Simon Willison’s Weblog

Subscribe

Blogmarks in Feb, 2024

Filters: Type: blogmark × Year: 2024 × Month: Feb × Sorted by date


Datasette 1.0a12. Another alpha release, this time with a new query_actions() plugin hook, a new design for the table, database and query actions menus, a “does not contain” table filter and a fix for a minor bug with the JavaScript makeColumnActions() plugin mechanism. # 29th February 2024, 11:56 pm

GGUF, the long way around (via) Vicki Boykis dives deep into the GGUF format used by llama.cpp, after starting with a detailed description of how PyTorch models work and how they are traditionally persisted using Python pickle.

Pickle lead to safetensors, a format that avoided the security problems with downloading and running untrusted pickle files.

Llama.cpp introduced GGML, which popularized 16-bit (as opposed to 32-bit) quantization and bundled metadata and tensor data in a single file.

GGUF fixed some design flaws in GGML and is the default format used by Llama.cpp today. # 29th February 2024, 9:39 pm

The Zen of Python, Unix, and LLMs. Here’s the YouTube recording of my 1.5 hour conversation with Hugo Bowne-Anderson yesterday.

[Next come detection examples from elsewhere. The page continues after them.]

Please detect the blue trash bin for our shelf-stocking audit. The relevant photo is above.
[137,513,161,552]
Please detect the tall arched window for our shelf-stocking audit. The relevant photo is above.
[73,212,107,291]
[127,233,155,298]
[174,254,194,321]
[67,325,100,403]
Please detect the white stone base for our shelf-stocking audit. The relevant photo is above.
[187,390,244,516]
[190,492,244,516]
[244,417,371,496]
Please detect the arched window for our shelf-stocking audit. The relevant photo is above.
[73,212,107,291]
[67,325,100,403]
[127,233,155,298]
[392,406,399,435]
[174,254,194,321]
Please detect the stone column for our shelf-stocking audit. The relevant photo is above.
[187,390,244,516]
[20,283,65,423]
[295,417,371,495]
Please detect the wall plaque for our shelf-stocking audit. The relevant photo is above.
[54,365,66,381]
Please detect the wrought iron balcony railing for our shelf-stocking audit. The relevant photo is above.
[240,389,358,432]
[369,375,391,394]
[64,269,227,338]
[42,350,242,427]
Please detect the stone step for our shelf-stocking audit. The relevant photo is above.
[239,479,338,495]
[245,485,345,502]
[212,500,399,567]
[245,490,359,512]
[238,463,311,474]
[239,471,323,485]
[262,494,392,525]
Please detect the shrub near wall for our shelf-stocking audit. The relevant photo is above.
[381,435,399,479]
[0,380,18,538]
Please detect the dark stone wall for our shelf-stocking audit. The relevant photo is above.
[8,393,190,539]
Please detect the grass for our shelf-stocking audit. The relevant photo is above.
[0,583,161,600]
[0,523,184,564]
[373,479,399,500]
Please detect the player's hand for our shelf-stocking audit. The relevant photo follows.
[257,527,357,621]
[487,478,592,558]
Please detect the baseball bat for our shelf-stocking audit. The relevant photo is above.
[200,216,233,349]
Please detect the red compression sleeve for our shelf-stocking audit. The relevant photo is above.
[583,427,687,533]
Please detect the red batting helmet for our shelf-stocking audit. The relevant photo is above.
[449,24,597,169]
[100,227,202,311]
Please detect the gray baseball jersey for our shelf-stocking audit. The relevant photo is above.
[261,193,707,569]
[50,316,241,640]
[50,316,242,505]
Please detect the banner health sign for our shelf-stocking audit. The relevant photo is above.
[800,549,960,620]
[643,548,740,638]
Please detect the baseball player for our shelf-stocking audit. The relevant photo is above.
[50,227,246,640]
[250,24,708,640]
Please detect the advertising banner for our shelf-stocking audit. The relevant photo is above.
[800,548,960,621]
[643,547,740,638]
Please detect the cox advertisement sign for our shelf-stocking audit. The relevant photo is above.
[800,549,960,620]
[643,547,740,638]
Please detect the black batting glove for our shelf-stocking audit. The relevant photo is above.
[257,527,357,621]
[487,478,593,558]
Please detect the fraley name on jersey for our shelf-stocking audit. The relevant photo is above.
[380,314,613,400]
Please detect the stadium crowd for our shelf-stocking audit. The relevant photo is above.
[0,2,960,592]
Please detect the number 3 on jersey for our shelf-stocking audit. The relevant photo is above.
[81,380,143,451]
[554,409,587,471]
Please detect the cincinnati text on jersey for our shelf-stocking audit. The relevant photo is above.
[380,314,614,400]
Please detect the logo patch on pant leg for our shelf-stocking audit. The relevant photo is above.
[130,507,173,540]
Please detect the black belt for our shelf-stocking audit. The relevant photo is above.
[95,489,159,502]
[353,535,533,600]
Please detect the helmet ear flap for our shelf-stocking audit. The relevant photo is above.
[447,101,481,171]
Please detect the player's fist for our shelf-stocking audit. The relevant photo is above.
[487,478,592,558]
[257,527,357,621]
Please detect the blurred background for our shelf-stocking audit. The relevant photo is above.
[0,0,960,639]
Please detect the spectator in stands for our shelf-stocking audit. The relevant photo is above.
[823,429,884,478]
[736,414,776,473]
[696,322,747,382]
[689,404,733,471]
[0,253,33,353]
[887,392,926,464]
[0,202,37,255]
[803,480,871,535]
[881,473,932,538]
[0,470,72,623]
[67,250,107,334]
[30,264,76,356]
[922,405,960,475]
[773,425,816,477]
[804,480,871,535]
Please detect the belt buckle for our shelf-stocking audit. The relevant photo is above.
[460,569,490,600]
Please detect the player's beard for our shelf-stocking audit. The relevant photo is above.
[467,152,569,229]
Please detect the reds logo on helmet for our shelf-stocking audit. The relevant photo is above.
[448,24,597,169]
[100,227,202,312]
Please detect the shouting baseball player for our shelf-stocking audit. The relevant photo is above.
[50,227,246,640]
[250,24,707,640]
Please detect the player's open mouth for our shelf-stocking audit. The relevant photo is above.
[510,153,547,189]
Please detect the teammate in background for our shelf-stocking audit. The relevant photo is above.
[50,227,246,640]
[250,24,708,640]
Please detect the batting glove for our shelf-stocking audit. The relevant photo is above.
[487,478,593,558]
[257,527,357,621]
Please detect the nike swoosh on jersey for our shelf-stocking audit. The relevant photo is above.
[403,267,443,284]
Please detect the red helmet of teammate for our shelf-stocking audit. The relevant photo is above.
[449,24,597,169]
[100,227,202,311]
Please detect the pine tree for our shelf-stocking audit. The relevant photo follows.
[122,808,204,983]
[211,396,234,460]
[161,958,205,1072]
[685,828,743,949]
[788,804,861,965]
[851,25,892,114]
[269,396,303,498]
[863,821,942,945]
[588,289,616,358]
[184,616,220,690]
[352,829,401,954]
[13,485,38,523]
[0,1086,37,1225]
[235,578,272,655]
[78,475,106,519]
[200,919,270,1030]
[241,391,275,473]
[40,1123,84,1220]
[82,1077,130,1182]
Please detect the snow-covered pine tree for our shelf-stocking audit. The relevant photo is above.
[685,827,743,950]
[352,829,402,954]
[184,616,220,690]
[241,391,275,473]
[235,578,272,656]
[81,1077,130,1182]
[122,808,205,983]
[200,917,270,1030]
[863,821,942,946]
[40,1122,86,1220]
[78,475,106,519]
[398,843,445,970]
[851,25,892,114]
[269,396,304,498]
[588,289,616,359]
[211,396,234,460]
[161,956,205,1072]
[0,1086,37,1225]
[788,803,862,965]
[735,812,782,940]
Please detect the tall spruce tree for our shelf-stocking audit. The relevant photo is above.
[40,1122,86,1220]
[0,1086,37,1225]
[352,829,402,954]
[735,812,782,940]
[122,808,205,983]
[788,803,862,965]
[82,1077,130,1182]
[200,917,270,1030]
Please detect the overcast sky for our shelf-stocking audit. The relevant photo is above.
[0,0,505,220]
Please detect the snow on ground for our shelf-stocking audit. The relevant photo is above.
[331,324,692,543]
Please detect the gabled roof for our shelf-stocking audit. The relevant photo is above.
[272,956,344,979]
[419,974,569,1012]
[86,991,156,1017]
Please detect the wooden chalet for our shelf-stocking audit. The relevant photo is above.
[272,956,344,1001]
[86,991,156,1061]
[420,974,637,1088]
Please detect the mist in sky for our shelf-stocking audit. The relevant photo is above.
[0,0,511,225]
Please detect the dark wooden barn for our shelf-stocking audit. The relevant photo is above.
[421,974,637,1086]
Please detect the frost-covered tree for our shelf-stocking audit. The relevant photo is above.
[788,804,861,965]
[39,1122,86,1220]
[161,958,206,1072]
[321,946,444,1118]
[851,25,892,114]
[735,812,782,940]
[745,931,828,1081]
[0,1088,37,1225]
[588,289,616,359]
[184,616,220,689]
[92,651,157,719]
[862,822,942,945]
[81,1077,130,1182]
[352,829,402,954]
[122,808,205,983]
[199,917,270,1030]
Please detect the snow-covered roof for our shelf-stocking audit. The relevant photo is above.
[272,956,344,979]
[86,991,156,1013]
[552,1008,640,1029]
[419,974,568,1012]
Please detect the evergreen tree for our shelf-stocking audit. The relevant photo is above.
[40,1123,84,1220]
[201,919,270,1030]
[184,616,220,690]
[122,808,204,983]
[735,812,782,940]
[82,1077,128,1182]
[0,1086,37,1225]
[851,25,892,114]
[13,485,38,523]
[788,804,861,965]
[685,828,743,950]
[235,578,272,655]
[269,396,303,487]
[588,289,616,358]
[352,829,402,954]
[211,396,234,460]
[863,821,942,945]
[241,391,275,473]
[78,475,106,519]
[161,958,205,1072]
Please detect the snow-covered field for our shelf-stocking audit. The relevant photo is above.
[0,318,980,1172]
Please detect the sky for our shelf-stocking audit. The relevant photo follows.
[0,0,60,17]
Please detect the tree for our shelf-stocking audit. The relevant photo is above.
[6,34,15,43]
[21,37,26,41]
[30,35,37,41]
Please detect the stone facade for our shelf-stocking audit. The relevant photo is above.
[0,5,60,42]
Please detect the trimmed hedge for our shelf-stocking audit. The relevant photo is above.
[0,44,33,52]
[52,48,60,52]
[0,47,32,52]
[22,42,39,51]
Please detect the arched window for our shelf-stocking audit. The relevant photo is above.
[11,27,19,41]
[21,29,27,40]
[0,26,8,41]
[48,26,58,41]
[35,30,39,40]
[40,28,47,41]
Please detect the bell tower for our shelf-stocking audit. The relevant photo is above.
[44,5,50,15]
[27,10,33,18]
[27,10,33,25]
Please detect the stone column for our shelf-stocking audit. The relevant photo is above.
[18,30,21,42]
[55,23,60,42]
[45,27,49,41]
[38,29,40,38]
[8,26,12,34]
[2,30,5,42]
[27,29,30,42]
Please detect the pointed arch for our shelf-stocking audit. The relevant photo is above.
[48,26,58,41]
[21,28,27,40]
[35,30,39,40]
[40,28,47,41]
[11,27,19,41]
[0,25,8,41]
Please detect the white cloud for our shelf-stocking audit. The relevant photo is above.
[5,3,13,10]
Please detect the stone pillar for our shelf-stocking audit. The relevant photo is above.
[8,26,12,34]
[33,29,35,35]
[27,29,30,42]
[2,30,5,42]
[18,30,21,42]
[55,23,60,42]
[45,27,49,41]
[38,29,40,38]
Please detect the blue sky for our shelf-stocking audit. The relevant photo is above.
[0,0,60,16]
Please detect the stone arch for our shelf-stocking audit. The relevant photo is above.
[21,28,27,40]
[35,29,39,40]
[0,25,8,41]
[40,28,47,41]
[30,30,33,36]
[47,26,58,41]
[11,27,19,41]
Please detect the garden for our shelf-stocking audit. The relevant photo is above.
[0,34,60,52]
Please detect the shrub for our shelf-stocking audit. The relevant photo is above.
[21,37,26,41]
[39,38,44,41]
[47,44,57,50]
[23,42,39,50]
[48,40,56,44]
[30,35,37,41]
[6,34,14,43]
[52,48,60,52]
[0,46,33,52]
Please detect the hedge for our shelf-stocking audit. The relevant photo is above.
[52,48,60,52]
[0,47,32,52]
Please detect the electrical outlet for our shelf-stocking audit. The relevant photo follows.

I fed a Whisper transcript to Google Gemini Pro 1.5 and asked it for the themes from our conversation, and it said we talked about “Python’s success and versatility, the rise and potential of LLMs, data sharing and ethics in the age of LLMs, Unix philosophy and its influence on software development and the future of programming and human-computer interaction”. # 29th February 2024, 9:04 pm

Testcontainers (via) Not sure how I missed this: Testcontainers is a family of testing libraries (for Python, Go, JavaScript, Ruby, Rust and a bunch more) that make it trivial to spin up a service such as PostgreSQL or Redis in a container for the duration of your tests and then spin it back down again.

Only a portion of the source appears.